Annem sır gibi saklamış Simko’yu
Forum Haberleri —

Simkoyê Şikak
- Yaşanan acı tarihin kuşaktan kuşağa nasıl aktarıldığını anladım. Daha nice Kürt annesinin sandığında gizlice daha ne fotoğraflar saklamış olabileceğini düşündüm.
OKTAY CANDEMİR
Simkoyê Şikak… 1887-1930 yılları arasında yaşamış Kürt isyan lideri. 1. Dünya savaşı sırasında Osmanlı ve İran’a karşı defalarca isyan etmiş ve birçok kentin hâkimiyetini uzunca bir süre elinde tutmuştur. Yer yer Irak ve İngilizlerle de savaşmıştır.
Önceden klasik bir aşiret lideriyken Şeyh Ubeydullah’ın oğlu Seyit Taha ile tanışması onun bölgesellikten çıkıp daha ulusal düşüncelerle tanışmasında önemli rol oynadı.

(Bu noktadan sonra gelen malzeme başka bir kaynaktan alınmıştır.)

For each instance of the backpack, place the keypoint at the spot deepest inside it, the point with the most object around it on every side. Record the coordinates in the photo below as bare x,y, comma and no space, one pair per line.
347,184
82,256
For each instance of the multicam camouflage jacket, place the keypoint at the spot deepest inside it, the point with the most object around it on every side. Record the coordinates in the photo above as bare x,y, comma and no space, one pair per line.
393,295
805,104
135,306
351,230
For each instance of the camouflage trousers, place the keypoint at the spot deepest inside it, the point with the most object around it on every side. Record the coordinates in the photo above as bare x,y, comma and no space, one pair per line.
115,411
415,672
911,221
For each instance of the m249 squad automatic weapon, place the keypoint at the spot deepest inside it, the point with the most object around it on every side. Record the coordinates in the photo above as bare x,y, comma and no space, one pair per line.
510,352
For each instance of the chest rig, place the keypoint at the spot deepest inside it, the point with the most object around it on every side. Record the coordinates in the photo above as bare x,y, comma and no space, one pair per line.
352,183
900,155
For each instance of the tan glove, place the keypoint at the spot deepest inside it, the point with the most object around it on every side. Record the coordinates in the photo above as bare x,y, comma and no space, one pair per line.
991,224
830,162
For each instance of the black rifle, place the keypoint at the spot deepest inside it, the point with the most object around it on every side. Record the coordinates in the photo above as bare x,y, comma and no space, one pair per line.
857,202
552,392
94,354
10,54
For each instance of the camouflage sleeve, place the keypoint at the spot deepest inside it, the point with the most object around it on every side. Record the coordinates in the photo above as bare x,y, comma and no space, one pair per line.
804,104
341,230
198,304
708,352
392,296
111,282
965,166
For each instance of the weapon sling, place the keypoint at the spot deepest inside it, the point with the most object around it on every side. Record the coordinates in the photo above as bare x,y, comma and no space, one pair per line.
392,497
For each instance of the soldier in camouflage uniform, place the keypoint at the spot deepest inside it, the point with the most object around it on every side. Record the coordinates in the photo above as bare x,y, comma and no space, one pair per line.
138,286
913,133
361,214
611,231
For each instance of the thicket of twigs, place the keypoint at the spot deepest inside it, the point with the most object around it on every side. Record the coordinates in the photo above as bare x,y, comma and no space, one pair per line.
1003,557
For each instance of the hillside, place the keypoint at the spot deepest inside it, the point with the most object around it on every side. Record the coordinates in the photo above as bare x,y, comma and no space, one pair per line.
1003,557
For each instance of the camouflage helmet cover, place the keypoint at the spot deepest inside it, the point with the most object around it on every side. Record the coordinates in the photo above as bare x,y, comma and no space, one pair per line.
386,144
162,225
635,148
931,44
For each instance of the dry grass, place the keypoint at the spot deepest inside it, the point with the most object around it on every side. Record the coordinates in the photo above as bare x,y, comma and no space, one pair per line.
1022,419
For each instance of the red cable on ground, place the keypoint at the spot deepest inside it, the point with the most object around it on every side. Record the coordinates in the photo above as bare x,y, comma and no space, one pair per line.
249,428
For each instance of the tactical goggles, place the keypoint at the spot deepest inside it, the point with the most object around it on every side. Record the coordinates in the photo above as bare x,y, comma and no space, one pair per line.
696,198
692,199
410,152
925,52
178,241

Rojhilat Kürtlerinden olan Simkoyê Şikak, 30 Haziran 1930’da anlaşma yapmak üzere çağrıldığı Tahran’da İran şahı tarafından pusuya düşürülmüş ve henüz 43 yaşındayken yanındakilerle birlikte katledilmiştir.
İran şahı tarafından katledilişinin üzerinden 92 yıl geçti. Şimdi diyeceksiniz ki; ölüm yıldönümü olan 30 Haziran’dan neredeyse 20 gün geçti, niye şimdi yazıyorsun?
Sonuna kadar haklısınız ama yazının tamamını okuyunca sanırım benim de haklı olduğumu düşüneceksiniz.
Aslında bu yazıyı Simko’nun hayatını anlatmak için yazmadım. Zaten onun yaşamı ve yaptıkları çok geniş kitleler tarafından biliniyor.
Geçen hafta annemin 50 yıllık sandığının içinden bugüne kadar hiç görmediğim bir fotoğrafa denk geldim. Genç Simkoyê Şikakê’nin elinde silahı ve yanında bir adam ile çektiği tarihi bir fotoğraf. Bugüne kadar hiç görmemiştim.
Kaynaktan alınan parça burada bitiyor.